Ok, here's the story of how a mad dash across Mexico City actually did produce a miracle.
Tuesday, 13th April. Sammy is now exactly 10 months old. Today's the day we get to leave Mexico for the last time in our adoption process(es).
Schedule for today:
9am: pick up passport - scan and send to Francesca immediately and cross fingers for a miracle
11am: pick up laundry from laundromat
12pm: check out of hotel
1pm: last-minute gift shopping
3pm: taxi to airport
Phone call at 8am reveals that passport won't be ready until 12pm, so the weekend plans are thoroughly out the window. I skype with Ahmed and he alerts the translator. After picking up laundry and quickly packing (and Sammy unpacking, and me repacking, and Sammy unpacking, and me repacking, etc etc) and checking out, which took forrrrrreeeeeevvvvveeeeerrrrr, we finally got to the passport office at 12.30pm.

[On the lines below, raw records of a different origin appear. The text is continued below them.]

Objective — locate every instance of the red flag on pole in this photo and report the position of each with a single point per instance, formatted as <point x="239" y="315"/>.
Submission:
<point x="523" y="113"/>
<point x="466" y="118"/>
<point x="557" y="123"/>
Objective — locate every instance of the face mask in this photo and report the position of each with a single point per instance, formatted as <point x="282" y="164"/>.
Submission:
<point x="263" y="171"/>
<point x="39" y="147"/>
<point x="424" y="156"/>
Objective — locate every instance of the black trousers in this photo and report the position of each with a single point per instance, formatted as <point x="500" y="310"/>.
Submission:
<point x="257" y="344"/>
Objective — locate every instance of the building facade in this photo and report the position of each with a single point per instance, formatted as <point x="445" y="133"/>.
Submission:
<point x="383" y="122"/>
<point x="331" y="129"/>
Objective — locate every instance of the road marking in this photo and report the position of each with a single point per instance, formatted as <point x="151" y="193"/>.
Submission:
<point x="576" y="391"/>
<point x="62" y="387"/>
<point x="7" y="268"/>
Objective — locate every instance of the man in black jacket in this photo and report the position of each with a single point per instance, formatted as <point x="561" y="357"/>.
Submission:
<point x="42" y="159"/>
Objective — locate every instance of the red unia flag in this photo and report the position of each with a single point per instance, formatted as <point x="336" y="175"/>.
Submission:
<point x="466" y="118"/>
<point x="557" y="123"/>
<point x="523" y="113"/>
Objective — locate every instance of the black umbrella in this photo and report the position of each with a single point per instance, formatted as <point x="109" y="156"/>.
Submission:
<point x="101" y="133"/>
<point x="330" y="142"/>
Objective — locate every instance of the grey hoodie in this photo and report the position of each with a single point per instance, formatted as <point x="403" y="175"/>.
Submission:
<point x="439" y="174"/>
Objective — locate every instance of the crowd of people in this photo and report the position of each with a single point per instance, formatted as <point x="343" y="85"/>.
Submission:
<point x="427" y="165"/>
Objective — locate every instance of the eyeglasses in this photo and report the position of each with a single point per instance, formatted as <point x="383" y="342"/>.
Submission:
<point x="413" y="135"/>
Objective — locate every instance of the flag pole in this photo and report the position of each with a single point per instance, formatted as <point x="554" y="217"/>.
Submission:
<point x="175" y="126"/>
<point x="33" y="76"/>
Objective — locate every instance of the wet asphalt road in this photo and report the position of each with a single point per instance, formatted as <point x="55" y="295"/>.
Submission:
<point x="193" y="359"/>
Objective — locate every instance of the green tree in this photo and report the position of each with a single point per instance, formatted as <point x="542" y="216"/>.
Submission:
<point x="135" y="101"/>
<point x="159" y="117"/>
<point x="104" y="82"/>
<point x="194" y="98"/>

As we walked into the building, I checked my phone and had a text message from Ahmed saying: Francesca is in office for next half hour, if she doesn't get it tonight, it'll be another 24 hours, as she's really busy. In a panic, I raced upstairs, grabbed the passport off 'legalization man' and flew down the street to the internet cafe across the road to get scanned copy before 10pm in UAE. After 15 agonizing minutes of trying, the cafe owner declared his scanner to be broken, so he directed me to the next cafe. I flew again, with Sammy enjoying (or not) the bumpiest pushchair ride of his life. No scanner at internet cafe. This part of town is completely unfamiliar to me. I'd checked that there was an internet cafe with scanner the day before, and had relaxed. Ha, not knowing their dumb machine was broken. It was now 9.55pm in Abu Dhabi, and I had no hope of making it. I couldn't risk running around this crazy suburb with no idea of whether there were any more internet cafes.
Called Ahmed in a panic as I sprinted down the street to grab a taxi, saying I was going to make it and please call Francesca and beg her to wait. Miraculously, a taxi appeared, and I urged him to run all the orange lights, which he very nicely did, all the way to Zona Rosa - a 10 minute drive in good traffic - where we leapt out as we struck a traffic jam, threw Sammy's pushchair together, flew across the street, and into the internet cafe that I knew had a working scanner. At 10.05pm (UAE time), scanned copy of passport was sent. Nothing more I could do now except wait.
Bought some gifts, went to airport, flew to Madrid, we were picked up by my lovely friend's equally lovely mother and taken away to be looked after for the next five days as we waited for Sammy's visit visa to be ready, so we could go home!
Or so we thought.
In the fifteen hours since I'd scanned and sent that passport, it had been translated into English, translated into Arabic, sent to Abu Dhabi, Ahmed had sent all documents to his PRO, texted him, and finally, gone to see him, to discover he was sick. Only to be told he could go to immigration himself. Went to immigration, applied for visa and was told there was an urgent 1-hour service for an extra 100 dirhams. What!!!??? So he walked out of immigration with the visit visa in his hand, went to Turkish airlines and rebooked our flights home for the following day, and then went back to his afternoon class, and then let me know that we were not waiting for three or five days as we'd thought, but would be on the very next flight. Then drove the visa to the airport.
24 hours after arriving, we went back to Madrid airport to discover all northern European flights had been cancelled, but lovely, wonderful southern European Spain was not affected, neither was Turkey, and so we flew home. Just like that.